Last weekend, my brother finally graduated from college (wooo!) and I went down to Seattle to celebrate with family and friends. As the conversations meandered through the day, eventually this blog came up and, for some reason, I got really uncomfortable talking about it. It’s not the first time I’ve gotten uncomfortable talking about my writing but this time it really bothered me and I’ve been thinking about it more and more. After talking with a friend recently, I think I’ve pinned down why it’s been stuck in the back of my mind. Aaron and I talked about the relationship between writing and vulnerability and our culture’s unwillingness to own an idea or opinion.
Writing is an inherently vulnerable act. I am taking my thoughts, usually inwardly focused, and making them publicly known. This is hard for me. It’s one of the reasons I started writing in the first place, to make my thoughts more outwardly focused. When I put my opinions into the public realm, it opens the door for engagement with other people and their opinions, something that is equally exciting and frightening.
It’s not that I don’t want to engage with others. The opposite is true, I welcome conversation and want to learn from other perspectives. Writing provides a certain amount of safety when being vulnerable. I’m able to fully form my opinions on the page before revealing them to the world. If someone writes back, I can take my time to respond. But when I am talking to someone face to face about the very same things I wrote about, I become closed off and uncomfortable. I am unable or unwilling to become vulnerable when confronted with conversation in person.

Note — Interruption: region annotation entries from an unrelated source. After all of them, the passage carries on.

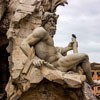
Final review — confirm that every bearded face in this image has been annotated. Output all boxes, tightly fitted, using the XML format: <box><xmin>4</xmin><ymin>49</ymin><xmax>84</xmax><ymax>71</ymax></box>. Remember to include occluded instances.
<box><xmin>44</xmin><ymin>18</ymin><xmax>56</xmax><ymax>37</ymax></box>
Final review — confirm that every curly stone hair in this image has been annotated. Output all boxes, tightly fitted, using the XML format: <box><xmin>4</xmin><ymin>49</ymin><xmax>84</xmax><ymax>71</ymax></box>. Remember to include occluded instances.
<box><xmin>41</xmin><ymin>12</ymin><xmax>59</xmax><ymax>26</ymax></box>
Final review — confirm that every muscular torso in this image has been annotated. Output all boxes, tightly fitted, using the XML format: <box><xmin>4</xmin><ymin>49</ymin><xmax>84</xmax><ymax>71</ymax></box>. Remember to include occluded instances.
<box><xmin>35</xmin><ymin>30</ymin><xmax>58</xmax><ymax>63</ymax></box>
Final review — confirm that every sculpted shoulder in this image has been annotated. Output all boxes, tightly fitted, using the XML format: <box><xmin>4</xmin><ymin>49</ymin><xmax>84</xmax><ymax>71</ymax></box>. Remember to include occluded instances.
<box><xmin>32</xmin><ymin>27</ymin><xmax>47</xmax><ymax>37</ymax></box>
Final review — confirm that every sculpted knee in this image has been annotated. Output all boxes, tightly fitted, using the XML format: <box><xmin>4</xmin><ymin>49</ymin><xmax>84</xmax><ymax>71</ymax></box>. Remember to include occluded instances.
<box><xmin>83</xmin><ymin>54</ymin><xmax>89</xmax><ymax>61</ymax></box>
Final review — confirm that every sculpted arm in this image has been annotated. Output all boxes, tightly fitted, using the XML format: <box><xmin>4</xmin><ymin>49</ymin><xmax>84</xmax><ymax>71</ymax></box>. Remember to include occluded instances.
<box><xmin>20</xmin><ymin>28</ymin><xmax>45</xmax><ymax>59</ymax></box>
<box><xmin>57</xmin><ymin>42</ymin><xmax>73</xmax><ymax>56</ymax></box>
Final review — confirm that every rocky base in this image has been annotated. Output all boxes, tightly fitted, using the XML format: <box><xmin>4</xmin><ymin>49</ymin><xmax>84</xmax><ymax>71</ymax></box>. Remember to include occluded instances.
<box><xmin>19</xmin><ymin>79</ymin><xmax>83</xmax><ymax>100</ymax></box>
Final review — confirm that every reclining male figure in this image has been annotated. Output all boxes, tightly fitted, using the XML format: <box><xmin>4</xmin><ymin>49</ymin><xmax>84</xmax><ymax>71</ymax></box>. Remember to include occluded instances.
<box><xmin>21</xmin><ymin>13</ymin><xmax>97</xmax><ymax>85</ymax></box>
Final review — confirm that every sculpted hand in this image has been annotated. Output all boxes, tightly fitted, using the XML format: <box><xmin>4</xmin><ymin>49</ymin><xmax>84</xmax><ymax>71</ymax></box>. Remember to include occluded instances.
<box><xmin>33</xmin><ymin>58</ymin><xmax>44</xmax><ymax>68</ymax></box>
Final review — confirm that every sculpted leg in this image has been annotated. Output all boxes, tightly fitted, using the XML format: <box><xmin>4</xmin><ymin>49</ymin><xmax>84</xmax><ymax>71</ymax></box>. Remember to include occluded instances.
<box><xmin>82</xmin><ymin>58</ymin><xmax>94</xmax><ymax>85</ymax></box>
<box><xmin>58</xmin><ymin>54</ymin><xmax>94</xmax><ymax>85</ymax></box>
<box><xmin>57</xmin><ymin>54</ymin><xmax>88</xmax><ymax>72</ymax></box>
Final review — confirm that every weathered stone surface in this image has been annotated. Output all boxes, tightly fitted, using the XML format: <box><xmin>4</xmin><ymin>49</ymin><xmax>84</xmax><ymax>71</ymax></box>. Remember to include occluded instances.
<box><xmin>19</xmin><ymin>79</ymin><xmax>83</xmax><ymax>100</ymax></box>
<box><xmin>0</xmin><ymin>0</ymin><xmax>97</xmax><ymax>100</ymax></box>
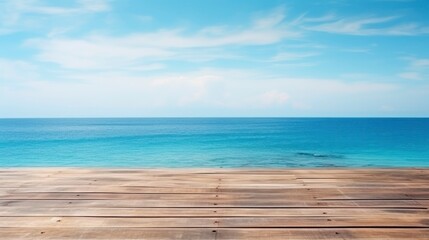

I think our culture has created an environment where people are afraid to take ownership of their opinions. So often I hear people talking about the opinions of someone else but don’t bother forming or sharing their opinions. “I read this guy who had this opinion, he thinks this and that.” Well, what do you think about that? We’ve become so afraid to assert our own opinions for fear of offending someone else or sounding uneducated, arrogant, ignorant, (insert social fear here). That fear is not entirely irrational, there is something to be said for courtesy and civility. But where is the line between a unique individual with valuable thoughts and an individual who simply regurgitates the opinions of those around them?
Something Aaron and I talked about was creating a posture of listening while writing. When conversing with someone, I’m much more likely to listen to them if I feel like they’re listening to me. If we transfer that principle to writing, the question becomes, “how am I listening to my audience when writing?” For something like this blog, where conversation is facilitated by comments and sharing, listening could look like making sure I’m responding to others as they engage with my writing. But in general, am I considering other viewpoints and leaving room for my own viewpoint to grow and change? I can form an opinion and stick to it but I close the door to conversation if I refuse to consider other ways of thinking. It’s a fine line to walk.
I hope that I’ve created an atmosphere here where you, the reader, feel comfortable enough to engage with my writing. I promise to work on being more vulnerable, both here and in person, and to make sure I’m keeping the door open for new ideas and viewpoints. That doorway is a two way street. Are you forming your own opinions and what are you doing to make sure you are being heard? Don’t stop reading and listening to others. Just make sure that you’re digging deep into those things that matter instead of taking everything at face value. Your opinions matter to me and they should matter to you.